Device Orientation Independent Human Activity Recognition Model for Patient Monitoring Based on Triaxial Acceleration

Appl. Sci. 2023, 13(7), 4175; https://doi.org/10.3390/app13074175
by Sara Caramaschi 1,2,*,†, Gabriele B. Papini 3,4,† and Enrico G. Caiani 1,5,†
Reviewer 1: Anonymous
Reviewer 2:
Appl. Sci. 2023, 13(7), 4175; https://doi.org/10.3390/app13074175
Submission received: 16 February 2023 / Revised: 19 March 2023 / Accepted: 21 March 2023 / Published: 24 March 2023
(This article belongs to the Special Issue Human Activity Recognition (HAR) in Healthcare)

Round 1

Reviewer 1 Report

The design of the experiment is reasonable, and the data are detailed. Congratulations on your interesting and practical work. My main concern is expression.

 

1. Cross-validation: 10:2:3, five-fold. OK. But how was the data separated for CV? Randomly? Orderly? I.e., how to reproduce your experimental outcomes?

 

2. When describing motion around an axis, such as r1-3, x, y, z is an acceptable but not always uniform description. Try to use the name of the plane to give a clearer explanation, such as sagittal, frontal...

 

3. When an abbreviation first appears, give the full name. Such as DL

 

4. There are frequent typos, grammar, and punctuation errors. Such as splitTED; FEWER (instead of LESS) false negatives; low-speed, high-speed; future WORK (no s)... There are dozens of flaws.

 

5. "In addition to ML, Deep Neural Networks (DNN)-based algorithms have the potential to provide new innovative and efficient solutions, outperforming the ML approaches." You cannot draw this all-inclusive conclusion. HAR is a research topic highly influenced by application scenarios, domains, sensor types, and data corpus, among others, and globally "DNN outperforms ML" is not valid.
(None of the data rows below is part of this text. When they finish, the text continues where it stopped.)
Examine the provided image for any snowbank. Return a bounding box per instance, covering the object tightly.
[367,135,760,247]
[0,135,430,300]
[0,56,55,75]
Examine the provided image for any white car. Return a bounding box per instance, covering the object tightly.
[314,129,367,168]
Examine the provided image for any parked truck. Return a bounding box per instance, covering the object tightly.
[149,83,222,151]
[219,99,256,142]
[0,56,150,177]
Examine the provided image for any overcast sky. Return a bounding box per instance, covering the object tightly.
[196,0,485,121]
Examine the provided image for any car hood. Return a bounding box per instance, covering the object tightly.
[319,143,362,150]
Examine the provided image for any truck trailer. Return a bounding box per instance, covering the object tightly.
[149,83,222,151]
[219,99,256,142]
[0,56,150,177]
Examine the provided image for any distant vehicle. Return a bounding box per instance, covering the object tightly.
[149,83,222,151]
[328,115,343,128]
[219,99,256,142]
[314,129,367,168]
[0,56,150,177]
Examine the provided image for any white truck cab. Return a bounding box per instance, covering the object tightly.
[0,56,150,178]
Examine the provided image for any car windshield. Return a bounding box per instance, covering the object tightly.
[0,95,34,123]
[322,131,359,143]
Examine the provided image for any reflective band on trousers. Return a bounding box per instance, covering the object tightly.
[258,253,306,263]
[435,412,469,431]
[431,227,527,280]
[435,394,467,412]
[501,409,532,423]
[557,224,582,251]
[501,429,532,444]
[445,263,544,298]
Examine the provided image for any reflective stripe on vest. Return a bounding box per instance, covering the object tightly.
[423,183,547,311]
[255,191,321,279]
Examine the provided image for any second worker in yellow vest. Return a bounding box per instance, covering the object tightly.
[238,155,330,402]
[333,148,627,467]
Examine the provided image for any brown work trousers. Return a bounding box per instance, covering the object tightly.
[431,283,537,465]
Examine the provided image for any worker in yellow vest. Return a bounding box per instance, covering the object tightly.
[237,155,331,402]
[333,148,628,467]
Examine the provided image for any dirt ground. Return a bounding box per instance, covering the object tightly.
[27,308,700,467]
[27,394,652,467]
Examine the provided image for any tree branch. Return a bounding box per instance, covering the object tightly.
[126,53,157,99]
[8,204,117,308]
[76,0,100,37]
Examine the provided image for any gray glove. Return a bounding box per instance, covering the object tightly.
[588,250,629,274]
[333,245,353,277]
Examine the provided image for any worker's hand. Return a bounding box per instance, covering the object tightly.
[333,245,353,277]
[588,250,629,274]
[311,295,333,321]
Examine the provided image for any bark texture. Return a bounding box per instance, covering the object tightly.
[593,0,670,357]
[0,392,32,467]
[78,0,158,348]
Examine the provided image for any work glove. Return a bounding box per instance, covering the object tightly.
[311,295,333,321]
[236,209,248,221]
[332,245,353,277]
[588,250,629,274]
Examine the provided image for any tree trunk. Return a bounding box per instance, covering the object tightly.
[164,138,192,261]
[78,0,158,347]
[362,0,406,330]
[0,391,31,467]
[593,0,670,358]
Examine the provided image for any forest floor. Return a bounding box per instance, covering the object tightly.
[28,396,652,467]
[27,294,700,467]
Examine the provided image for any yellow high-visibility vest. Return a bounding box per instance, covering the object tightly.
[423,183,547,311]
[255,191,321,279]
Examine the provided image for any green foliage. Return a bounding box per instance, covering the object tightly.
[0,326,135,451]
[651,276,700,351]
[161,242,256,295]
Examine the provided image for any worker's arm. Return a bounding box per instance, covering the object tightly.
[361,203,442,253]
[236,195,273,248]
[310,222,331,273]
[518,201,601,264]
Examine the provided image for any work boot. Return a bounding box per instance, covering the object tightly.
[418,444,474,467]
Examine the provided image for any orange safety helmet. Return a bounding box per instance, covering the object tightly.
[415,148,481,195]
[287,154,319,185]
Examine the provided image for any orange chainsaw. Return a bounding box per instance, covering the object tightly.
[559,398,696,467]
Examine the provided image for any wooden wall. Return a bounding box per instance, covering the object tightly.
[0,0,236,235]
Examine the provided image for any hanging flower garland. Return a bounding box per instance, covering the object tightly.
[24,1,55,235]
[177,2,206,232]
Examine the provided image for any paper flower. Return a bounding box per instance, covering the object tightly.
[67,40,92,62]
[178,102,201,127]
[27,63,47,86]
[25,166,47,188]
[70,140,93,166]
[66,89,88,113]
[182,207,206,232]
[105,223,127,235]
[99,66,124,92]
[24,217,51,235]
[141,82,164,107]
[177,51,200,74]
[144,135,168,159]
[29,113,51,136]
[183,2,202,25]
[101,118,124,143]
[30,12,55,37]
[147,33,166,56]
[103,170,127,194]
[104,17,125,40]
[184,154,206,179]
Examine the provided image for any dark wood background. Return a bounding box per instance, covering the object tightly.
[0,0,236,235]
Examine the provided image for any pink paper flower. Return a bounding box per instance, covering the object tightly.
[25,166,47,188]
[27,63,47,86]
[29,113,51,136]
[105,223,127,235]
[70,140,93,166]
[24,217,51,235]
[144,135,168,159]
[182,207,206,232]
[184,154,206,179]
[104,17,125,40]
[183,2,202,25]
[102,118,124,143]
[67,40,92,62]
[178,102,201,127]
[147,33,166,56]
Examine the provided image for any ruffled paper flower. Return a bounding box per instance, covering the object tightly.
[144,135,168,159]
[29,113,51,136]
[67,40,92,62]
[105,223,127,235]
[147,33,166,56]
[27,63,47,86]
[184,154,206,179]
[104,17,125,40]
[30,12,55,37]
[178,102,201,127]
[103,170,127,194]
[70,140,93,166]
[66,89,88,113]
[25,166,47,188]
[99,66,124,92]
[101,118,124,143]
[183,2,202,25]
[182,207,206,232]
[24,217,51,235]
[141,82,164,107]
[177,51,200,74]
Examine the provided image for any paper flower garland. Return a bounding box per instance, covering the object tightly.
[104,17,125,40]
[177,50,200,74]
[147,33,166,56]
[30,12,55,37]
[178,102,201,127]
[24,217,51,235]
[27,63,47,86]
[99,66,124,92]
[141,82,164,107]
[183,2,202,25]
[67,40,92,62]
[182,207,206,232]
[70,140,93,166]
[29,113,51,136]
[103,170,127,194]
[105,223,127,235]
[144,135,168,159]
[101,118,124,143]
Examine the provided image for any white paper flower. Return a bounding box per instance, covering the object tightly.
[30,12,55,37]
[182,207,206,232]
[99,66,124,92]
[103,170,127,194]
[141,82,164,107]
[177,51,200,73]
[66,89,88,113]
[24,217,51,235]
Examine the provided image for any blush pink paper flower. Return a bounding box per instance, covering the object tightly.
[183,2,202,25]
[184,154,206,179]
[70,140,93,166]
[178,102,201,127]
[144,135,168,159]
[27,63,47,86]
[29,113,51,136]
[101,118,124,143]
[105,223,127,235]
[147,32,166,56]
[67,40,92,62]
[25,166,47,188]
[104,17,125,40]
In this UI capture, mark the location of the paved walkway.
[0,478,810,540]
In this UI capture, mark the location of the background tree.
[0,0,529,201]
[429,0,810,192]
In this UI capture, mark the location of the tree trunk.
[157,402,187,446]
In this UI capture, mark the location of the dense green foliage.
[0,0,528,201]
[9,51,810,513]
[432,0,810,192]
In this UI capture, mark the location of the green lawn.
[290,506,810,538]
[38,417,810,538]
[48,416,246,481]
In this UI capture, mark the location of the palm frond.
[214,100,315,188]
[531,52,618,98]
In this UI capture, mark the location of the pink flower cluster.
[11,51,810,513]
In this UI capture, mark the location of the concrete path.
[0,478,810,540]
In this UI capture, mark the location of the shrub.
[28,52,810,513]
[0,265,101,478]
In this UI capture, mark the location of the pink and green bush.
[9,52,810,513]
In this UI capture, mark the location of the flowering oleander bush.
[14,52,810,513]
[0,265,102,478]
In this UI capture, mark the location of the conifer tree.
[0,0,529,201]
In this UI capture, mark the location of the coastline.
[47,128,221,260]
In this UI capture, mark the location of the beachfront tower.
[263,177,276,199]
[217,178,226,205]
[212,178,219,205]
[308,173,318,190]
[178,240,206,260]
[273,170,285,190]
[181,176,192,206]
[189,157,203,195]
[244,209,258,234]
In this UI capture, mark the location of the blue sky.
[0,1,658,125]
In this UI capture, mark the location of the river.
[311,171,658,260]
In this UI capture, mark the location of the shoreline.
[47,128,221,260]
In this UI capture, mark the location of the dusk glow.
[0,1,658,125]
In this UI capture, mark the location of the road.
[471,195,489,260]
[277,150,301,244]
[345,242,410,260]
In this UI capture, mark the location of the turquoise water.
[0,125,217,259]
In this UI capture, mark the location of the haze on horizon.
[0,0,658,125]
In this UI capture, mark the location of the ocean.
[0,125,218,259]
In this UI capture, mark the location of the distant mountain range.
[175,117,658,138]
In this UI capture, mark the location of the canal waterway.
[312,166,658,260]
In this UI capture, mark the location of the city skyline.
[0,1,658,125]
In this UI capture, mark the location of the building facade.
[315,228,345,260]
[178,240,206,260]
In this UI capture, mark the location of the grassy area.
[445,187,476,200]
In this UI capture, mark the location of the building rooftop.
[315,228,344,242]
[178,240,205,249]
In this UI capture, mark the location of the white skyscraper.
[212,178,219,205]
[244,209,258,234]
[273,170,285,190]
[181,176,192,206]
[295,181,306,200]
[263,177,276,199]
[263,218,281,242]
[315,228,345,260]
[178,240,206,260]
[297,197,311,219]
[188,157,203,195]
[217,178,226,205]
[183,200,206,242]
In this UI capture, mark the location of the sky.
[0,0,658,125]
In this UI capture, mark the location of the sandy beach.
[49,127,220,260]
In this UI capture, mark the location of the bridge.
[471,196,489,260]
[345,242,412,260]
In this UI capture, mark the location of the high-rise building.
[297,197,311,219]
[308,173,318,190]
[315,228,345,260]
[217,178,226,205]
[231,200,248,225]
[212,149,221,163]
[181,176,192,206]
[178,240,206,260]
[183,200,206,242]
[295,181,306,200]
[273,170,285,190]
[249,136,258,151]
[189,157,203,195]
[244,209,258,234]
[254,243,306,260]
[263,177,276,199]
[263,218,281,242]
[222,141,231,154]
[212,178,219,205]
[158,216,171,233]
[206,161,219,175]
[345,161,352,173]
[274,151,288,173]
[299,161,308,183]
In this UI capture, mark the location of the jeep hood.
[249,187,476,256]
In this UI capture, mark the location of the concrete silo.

A proof from last year from Portugal is https://doi.org/10.3390/s22197324.

Another case: When it comes to the comparison between HMM and NN, the CSL-SHARE dataset (Germany), UniMiB SHAR dataset (Italy), and Enabl3S dataset (United States) were applied. The newly proposed Motion Units (MU)-based HMM (Generalized Sequence Modeling of Human Activities for Sensor-Based Activity Recognition) performed better than or on par with various NN state-of-the-arts. Even if some accuracies were tied, the model of MU-based HMM, drawing on knowledge of automatic speech recognition and kinesiology, is highly simplified, efficient to train, fully INTERPRETABLE, and has great GENERALIZATION CAPABILITY for quick modeling new activities. For example, for the CSL-SHARE dataset, the recognition rate in https://doi.org/10.1016/j.procs.2022.11.220 (Thailand, 2022) applying deep learning (even ResNet) is significantly inferior compared to "Biosignal processing and activity modeling for multimodal human activity recognition" (Germany, 2021) with MU-based HMM, and the NN modeling obviously lost the interpretability, expandability, universality, and generalizability further.

 

BTW, HMM modeling has also different topologies, such as single-state, fixed numbers of multiple states, adaptive number of states… HMM has also advanced hierarchical models such as HHMM. These research also generated promising outcomes for HAR and even fall detection: Hidden Markov Model and Its Application in Human Activity Recognition and Fall Detection: A Review.

 

Each sentence in an academic paper should be subject to evidence (literature, experiments, proof, ...). DNN might work better in your task, your approach, or your dataset, but such an arbitrary pervasive conclusion is inadvisable and offensive. Please show respect to peer workpieces, and narrow your statement.

Author Response

Please see the attachment.

Author Response File: Author Response.pdf

Reviewer 2 Report

This paper focuses on the importance of the device orientation when a three-axial acceleration solution for Human Activity Recognition. Accordingly, the aim of this research was to investigate the impact of changes in sensor orientation on a Deep Learning algorithm targeted at patient-like activities (healthcare assistive tasks oriented).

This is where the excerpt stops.